Quarante-sept ans plus tard, au-delà du fait de se souvenir d’un attentat politique qui eut lieu à une autre époque, dans des contextes sociaux qui ne sont plus les mêmes, que nous reste-t-il comme enseignement ou comme héritage de cet épisode douloureux de notre passé ? Le MMM, après 1971, connut des hauts et des bas. Ses principaux dirigeants de l’époque connurent la prison pendant une année, de fin 71 à fin 72. Il connut aussi ses premières scissions, le tout début d’une longue liste de cassures qui ne vont jamais le quitter depuis, quand Dev Virahsawmy claqua la porte du parti en mars 1973 et partit fonder son MMM Sans Paul. Bien sûr, il y a eu aussi des épisodes heureuses. Mais, mise à part le gouvernement de 2000 à 2005, ces épisodes laissèrent un goût amer aux lèvres des militants. Paul Bérenger se présenta deux fois devant l’électorat en tant que candidat au poste de Premier ministre, avec le MMM seul ou comme locomotive d’une alliance.

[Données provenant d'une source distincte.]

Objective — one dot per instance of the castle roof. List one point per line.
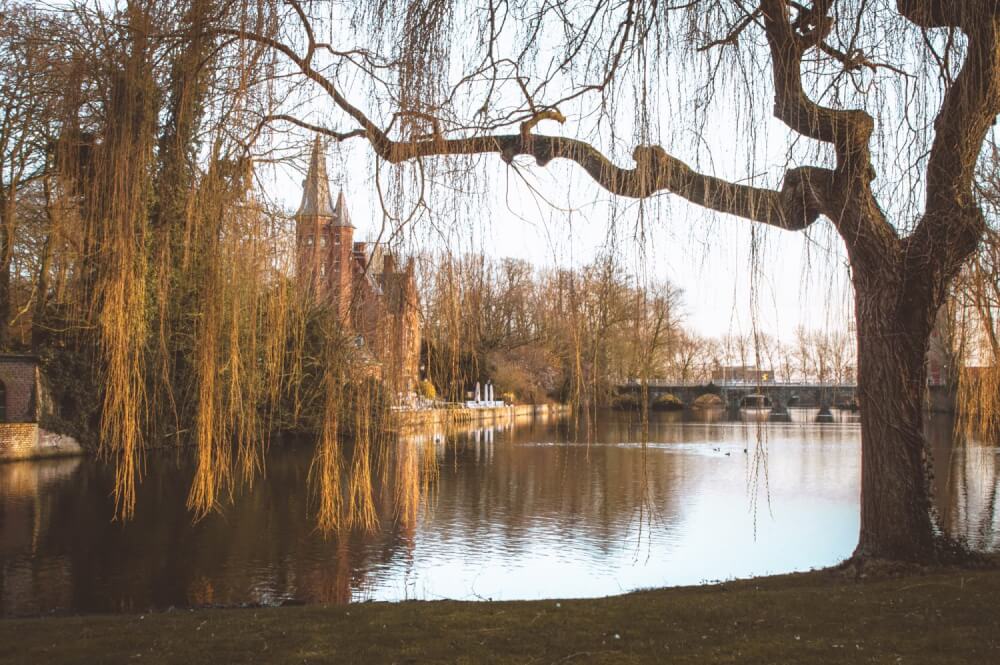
(316, 200)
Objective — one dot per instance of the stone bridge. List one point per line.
(732, 394)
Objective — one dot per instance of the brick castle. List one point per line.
(375, 298)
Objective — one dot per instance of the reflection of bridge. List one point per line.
(732, 394)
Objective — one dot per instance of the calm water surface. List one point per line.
(528, 511)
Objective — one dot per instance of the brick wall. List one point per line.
(18, 440)
(19, 378)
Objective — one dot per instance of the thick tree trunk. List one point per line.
(896, 505)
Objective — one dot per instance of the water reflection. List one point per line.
(538, 509)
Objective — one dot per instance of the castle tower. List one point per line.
(324, 238)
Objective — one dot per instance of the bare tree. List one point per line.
(900, 271)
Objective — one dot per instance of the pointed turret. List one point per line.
(316, 187)
(341, 216)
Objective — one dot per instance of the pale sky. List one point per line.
(802, 277)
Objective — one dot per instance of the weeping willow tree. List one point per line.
(164, 303)
(882, 108)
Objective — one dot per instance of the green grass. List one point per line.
(949, 616)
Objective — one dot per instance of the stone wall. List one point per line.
(20, 441)
(405, 419)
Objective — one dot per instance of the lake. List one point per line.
(557, 508)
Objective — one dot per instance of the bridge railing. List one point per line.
(670, 383)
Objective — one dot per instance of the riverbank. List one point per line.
(829, 616)
(479, 415)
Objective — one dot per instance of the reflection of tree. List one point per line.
(968, 494)
(476, 491)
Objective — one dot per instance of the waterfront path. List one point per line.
(945, 616)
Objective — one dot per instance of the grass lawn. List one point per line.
(916, 616)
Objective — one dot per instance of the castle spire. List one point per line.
(340, 211)
(316, 187)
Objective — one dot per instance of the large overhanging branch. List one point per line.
(947, 13)
(847, 130)
(798, 204)
(803, 197)
(953, 222)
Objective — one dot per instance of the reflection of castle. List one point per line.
(372, 296)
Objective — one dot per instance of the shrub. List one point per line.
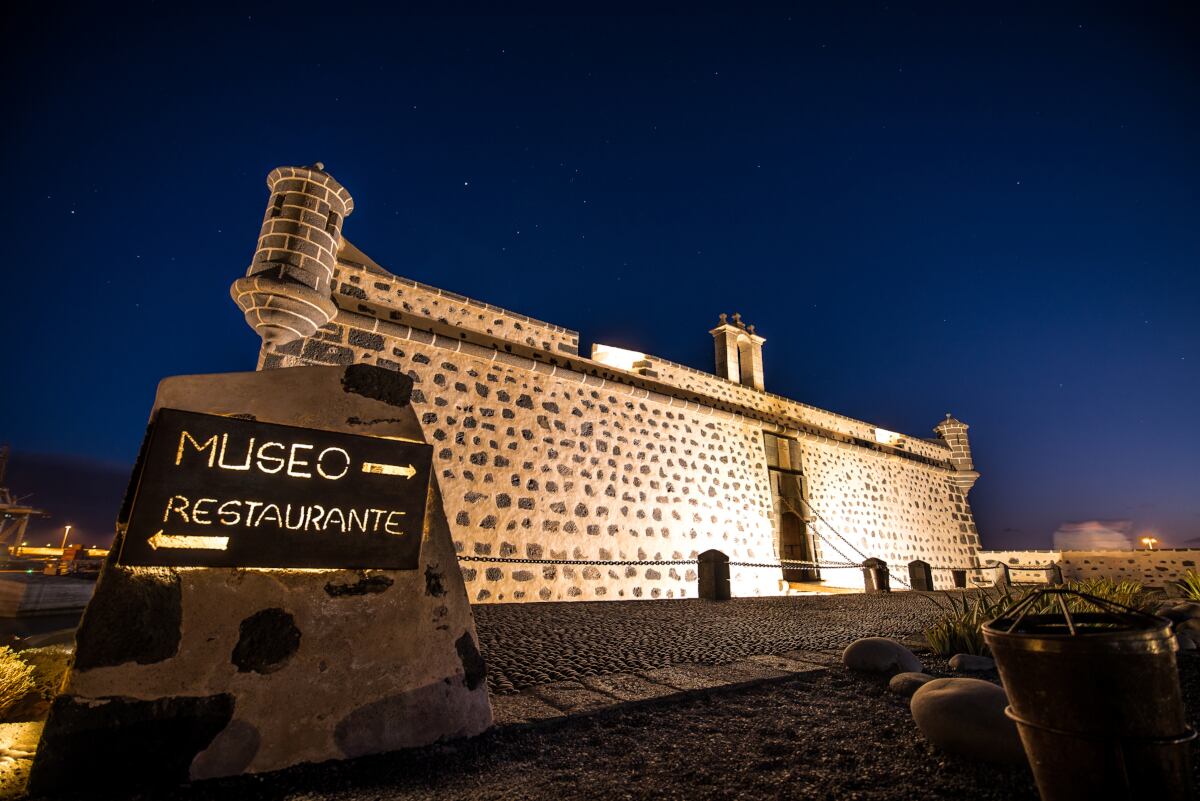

En 1983 et en 2010. Le MMM fut à chaque fois battu. De là à dire que Bérenger, ce bourreau de travail, faculté que lui reconnaîssent même ses plus farouches adversaires, est ce politicien que «everybody love to hate», il n’y a qu’un pas qu’on franchit allègrement. Le bonhomme est un fin stratège en ce qu’il s’agit de coups politiques. Ou peut-être devrions-nous dire «était» ?

Depuis la défaite électorale de 2005, 13 longues années se sont écoulées, sans aucune victoire aux consultations populaires, qu’elles soient générales, municipales ou même partielles (la dernière défaite remonte à presqu’un an, au n° 18). Ce parti qui jadis, même seul, ramenait régulièrement plus de 40 % du vote de l’électorat, n’est plus que l’ombre de lui-même. Moins de 15 % des Quatre-Bornais, dans une circonscription qui a longtemps plébiscité Paul Bérenger, lui ont fait confiance il y a un an. Le MMM, depuis, a connu de nombreux départs (encore).

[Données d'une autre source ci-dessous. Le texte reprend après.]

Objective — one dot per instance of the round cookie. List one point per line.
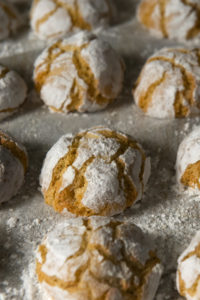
(81, 73)
(188, 161)
(9, 19)
(13, 92)
(188, 272)
(173, 19)
(96, 172)
(13, 165)
(54, 19)
(99, 258)
(169, 84)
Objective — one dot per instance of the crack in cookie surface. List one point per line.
(185, 75)
(164, 24)
(72, 195)
(90, 271)
(86, 90)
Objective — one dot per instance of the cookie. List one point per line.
(99, 258)
(188, 273)
(173, 19)
(168, 85)
(9, 19)
(13, 165)
(13, 92)
(96, 172)
(54, 19)
(188, 161)
(81, 73)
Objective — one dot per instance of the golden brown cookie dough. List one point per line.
(188, 272)
(96, 172)
(168, 85)
(9, 19)
(99, 258)
(13, 165)
(188, 161)
(174, 19)
(80, 73)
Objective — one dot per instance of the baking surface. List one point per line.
(171, 217)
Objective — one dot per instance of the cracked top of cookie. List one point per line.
(174, 19)
(168, 85)
(13, 91)
(188, 161)
(188, 272)
(55, 18)
(81, 73)
(9, 19)
(13, 165)
(96, 172)
(100, 258)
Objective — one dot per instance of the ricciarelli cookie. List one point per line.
(96, 172)
(99, 258)
(9, 19)
(13, 165)
(188, 161)
(169, 84)
(173, 19)
(81, 73)
(188, 273)
(54, 19)
(13, 92)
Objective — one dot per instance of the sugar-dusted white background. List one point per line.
(169, 216)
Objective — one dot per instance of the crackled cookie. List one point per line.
(13, 165)
(9, 19)
(55, 18)
(174, 19)
(188, 161)
(169, 84)
(188, 273)
(13, 91)
(98, 258)
(81, 73)
(96, 172)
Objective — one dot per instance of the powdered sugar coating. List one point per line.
(52, 18)
(174, 19)
(114, 170)
(188, 272)
(99, 257)
(188, 154)
(13, 91)
(12, 169)
(169, 84)
(9, 19)
(80, 73)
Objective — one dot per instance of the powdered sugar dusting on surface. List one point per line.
(169, 215)
(65, 78)
(176, 20)
(64, 258)
(164, 72)
(105, 185)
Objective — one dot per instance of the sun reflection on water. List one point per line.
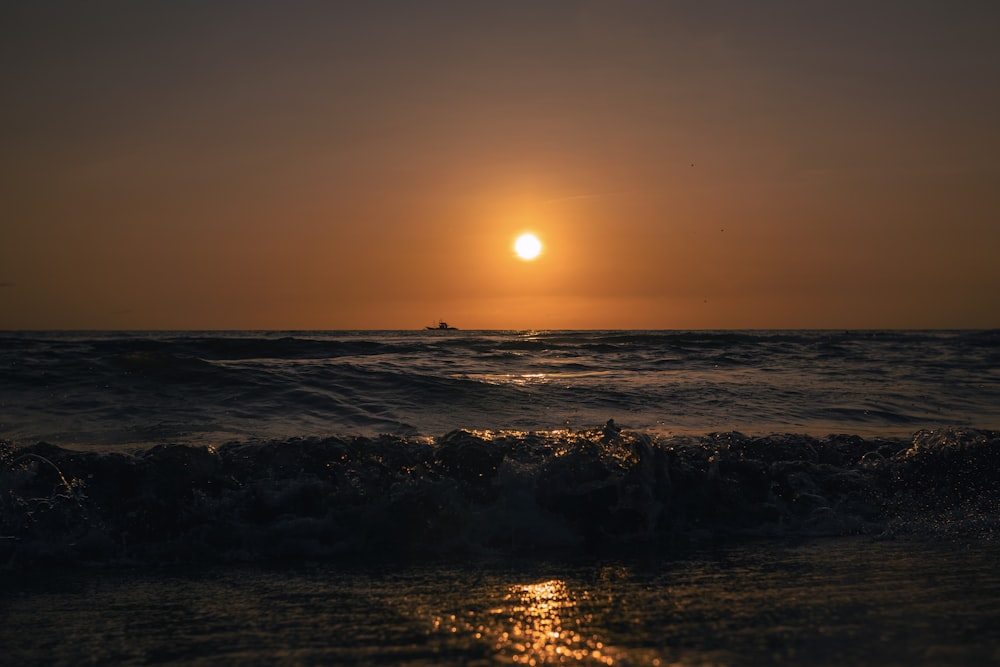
(542, 625)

Les défaites et les départs causent toujours un affaiblissement général d’un quelconque organisme. Lequel peut reprendre du poil de la bête après. Mais dire que le MMM, en 2018, est plus fort que jamais, c’est faire preuve d’un optimisme déraisonnable. Car cela veut dire que malgré la défaite de 2014, malgré la claque de 2017, malgré le départ de Steve Obeegadoo et consorts (après les départs des Ganoo, Barbier, Ramano, Joomaye et autres Lesjongard), le parti, si les élections ont lieu l’année prochaine, les remportera haut la main. Seul et contre tous. Et Paul Bérenger sera Premier ministre. Non ?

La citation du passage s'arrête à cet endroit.